詳細な構文とパラメーターについては、「Connectt-IPPSSession」を参照してください。

注意

完了した時点でリモート PowerShell セッションを切断してください。 セッションを切断せずに Windows PowerShell ウィンドウを閉じると、使用可能なリモート PowerShell セッションがすべて消費される可能性があるため、セッションの有効期限が切れるまで待つ必要があります。 リモート PowerShell セッションを切断するには、次のコマンドを実行します。

Disconnect-ExchangeOnline

正常な動作を確認する方法

セキュリティ/コンプライアンス センターのコマンドレットがローカル Windows PowerShell セッションにインポートされ、この様子がプログレス バーに表示されます。 何もエラーが表示されなければ、正常に接続されています。 簡単に確かめるには Get-Ret-RentionCompliancePolicy などの、セキュリティ/コンプライアンス センターのコマンドレットを実行して、結果を確認します。

エラーが表示された場合は、次の要件を確認します。

  • よく起きる問題はパスワードの入力ミスです。 もう一度 3 つの手順を実行します。

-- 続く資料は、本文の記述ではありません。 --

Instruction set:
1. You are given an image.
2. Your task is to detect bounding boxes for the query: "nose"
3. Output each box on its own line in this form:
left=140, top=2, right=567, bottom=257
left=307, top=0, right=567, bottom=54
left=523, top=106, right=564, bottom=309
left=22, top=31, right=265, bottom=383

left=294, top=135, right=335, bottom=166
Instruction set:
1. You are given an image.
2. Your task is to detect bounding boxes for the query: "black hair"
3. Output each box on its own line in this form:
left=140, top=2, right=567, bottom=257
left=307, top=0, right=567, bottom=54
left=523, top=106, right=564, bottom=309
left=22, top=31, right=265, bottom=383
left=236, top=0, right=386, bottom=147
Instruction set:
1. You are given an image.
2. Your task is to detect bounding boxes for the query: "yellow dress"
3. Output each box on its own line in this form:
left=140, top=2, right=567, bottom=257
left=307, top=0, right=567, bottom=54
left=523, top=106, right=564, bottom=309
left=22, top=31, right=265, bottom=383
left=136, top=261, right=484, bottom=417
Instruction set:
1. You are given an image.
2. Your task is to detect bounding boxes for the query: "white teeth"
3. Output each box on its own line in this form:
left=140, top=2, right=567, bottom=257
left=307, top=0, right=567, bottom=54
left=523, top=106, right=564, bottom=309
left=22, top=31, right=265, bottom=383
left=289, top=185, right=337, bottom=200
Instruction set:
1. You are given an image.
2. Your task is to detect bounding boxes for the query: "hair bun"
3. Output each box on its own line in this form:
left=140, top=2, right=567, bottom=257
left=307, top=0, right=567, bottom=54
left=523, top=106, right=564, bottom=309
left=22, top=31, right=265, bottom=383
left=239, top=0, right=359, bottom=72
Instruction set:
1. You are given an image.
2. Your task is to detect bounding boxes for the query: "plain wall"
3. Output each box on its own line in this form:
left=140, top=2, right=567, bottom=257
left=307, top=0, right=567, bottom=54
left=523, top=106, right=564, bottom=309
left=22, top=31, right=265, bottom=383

特に、ユーザー名とパスワードは慎重に入力します。

  • サービス拒否 (DoS) 攻撃を防止するため、セキュリティ/コンプライアンス センターに対して開かれるリモート PowerShell 接続は 5 つまでに制限されます。

  • 接続に使用するアカウントは、リモート PowerShell に対して有効になっている必要があります。 詳細については、「Exchange Online PowerShell へのアクセスを有効または無効にする」を参照してください。

  • ローカル コンピューターと Microsoft 365 の間に TCP ポート 80 のトラフィックを開く必要があります。 組織で厳格なインターネット アクセス ポリシーが使用されている場合は、開いている可能性がありますが、確認する必要があります。

  • 接続要求中にクライアントの IP アドレスが変更された場合、接続に失敗する場合があります。 これは、組織が複数の IP アドレスを含むソース ネットワーク アドレス変換 (SNAT) プールを使用している場合に発生する可能性があります。 この接続エラーは次のようになります。

    ShellId <ID> を使用した Windows リモート シェルの要求が失敗しました。サーバーにシェルが見つかりませんでした。 考えられる原因としては、指定された ShellId が正しくないか、サーバーにシェルが存在しなくなったことが考えられます。 正しい ShellId を提供するか、新しいシェルを作成して操作をやり直してください。

    この問題を解決するには、単一の IP アドレスを含む SNAT プールを使用するか、セキュリティ/コンプライアンス PowerShell エンドポイントへの接続に特定の IP アドレスを強制的に使用します。